Die sich immer mehr zuspitzende Nachfrage von Technologiefirmen nach Talenten wirkt sich negativ auf die Motivation zum Selbergründen aus – zumindest in den USA.

Selber gründen? (Bild: istockphoto)Eine aktuelle Umfrage auf TechCrunch stellte die Frage, für welches Startup die Leser am liebsten arbeiten würden. Gewonnen hat zwar die Antwort „mein eigenes“ – aber lediglich mit 21 Prozent. Dahinter folgen auf den Top-Five die Unternehmen Milk, Square, Twitter und Facebook.

Die Frage dahinter scheint für mich: Was sagt das Ergebnis über die Wünsche von Startuppern aus?

Ermutigend ist, dass Selbergründen die Topposition hat. Ich habe mich jedoch gefragt, warum trotzdem weniger als ein Viertel der Teilnehmer „ihr eigenes Ding“ favorisieren. Das mag zum Teil daran liegen, wie die Frage gestellt war – ein solcher Poll verleitet dazu, interessante Unternehmen zu wählen.
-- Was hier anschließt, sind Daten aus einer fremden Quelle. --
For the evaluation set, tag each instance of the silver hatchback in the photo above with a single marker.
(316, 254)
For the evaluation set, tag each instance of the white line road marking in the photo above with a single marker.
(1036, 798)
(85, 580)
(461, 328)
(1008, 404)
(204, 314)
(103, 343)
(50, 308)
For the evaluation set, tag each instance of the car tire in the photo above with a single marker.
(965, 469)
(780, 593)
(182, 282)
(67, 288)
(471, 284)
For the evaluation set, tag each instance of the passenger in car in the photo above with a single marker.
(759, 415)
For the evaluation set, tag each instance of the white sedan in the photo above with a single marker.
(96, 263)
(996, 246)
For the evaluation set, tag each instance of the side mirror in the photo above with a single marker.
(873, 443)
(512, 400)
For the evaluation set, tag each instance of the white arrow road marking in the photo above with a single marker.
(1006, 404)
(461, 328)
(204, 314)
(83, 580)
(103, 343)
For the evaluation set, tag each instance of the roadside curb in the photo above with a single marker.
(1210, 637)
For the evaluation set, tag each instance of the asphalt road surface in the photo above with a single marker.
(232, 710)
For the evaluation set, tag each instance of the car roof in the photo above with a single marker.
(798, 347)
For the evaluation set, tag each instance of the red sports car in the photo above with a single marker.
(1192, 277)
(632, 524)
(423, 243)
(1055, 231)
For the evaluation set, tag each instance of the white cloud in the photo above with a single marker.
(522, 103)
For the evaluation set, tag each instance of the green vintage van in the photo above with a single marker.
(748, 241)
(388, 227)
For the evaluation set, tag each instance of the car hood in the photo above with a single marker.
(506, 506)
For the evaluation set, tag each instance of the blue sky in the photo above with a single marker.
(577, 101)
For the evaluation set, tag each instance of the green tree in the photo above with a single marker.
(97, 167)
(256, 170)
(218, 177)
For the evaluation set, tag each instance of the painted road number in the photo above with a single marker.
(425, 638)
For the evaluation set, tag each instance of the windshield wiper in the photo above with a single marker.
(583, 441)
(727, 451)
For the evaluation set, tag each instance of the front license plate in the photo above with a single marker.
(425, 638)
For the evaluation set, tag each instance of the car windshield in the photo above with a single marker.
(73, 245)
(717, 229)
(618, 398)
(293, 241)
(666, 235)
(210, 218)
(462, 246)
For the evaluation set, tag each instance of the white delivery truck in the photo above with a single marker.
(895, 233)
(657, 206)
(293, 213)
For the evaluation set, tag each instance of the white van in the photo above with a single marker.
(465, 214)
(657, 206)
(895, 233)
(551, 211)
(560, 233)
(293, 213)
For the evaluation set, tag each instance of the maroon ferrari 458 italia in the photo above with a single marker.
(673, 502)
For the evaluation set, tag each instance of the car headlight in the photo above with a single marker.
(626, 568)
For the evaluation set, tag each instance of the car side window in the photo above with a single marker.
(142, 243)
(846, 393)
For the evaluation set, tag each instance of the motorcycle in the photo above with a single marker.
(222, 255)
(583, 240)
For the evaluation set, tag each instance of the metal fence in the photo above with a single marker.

Nichtsdestotrotz: Hat der Gründungsenthusiasmus selbst bei den als besonders unternehmerisch geltenden Amerikanern abgenommen? Die genannten Firmen sind zweifellos höchst spannende und einflussreiche Unternehmen. Aber der Startup-Charakter von Kolossen wie Facebook oder Twitter ist längst passé. Hier haben wir es mit grossen, durchorganisierten Firmen zu tun, wo der Einzelne nur noch wenig bewegen kann. Auch wenn man nach wie vor eine andere Firmenkultur antreffen wird als bei einer Bank: Geht man hier an Bord, begibt man sich mehr oder weniger in ein klassisches Angestelltenverhältnis. Im Gegenzug tauscht man natürlich Unsicherheit gegen ein komfortables Einkommen, was zum Teil auch für Namen wie Square oder Milk gilt. Denn das ist neu: Mit dem aktuellen Boom können hoch bewertete Unternehmen, auch wenn sie erst ein Jahr im Geschäft sind, Saläre zahlen wie etablierte Firmen.

Meine Frage lautet: Sehen wir hier einen Kulturwandel einer bislang Startup-affinen Community zurück zu mehr Sicherheit und weniger Eigeninitiative? Oder hätte dieselbe Abstimmung vor ein, zwei Jahren ein ähnliches Resultat erzielt?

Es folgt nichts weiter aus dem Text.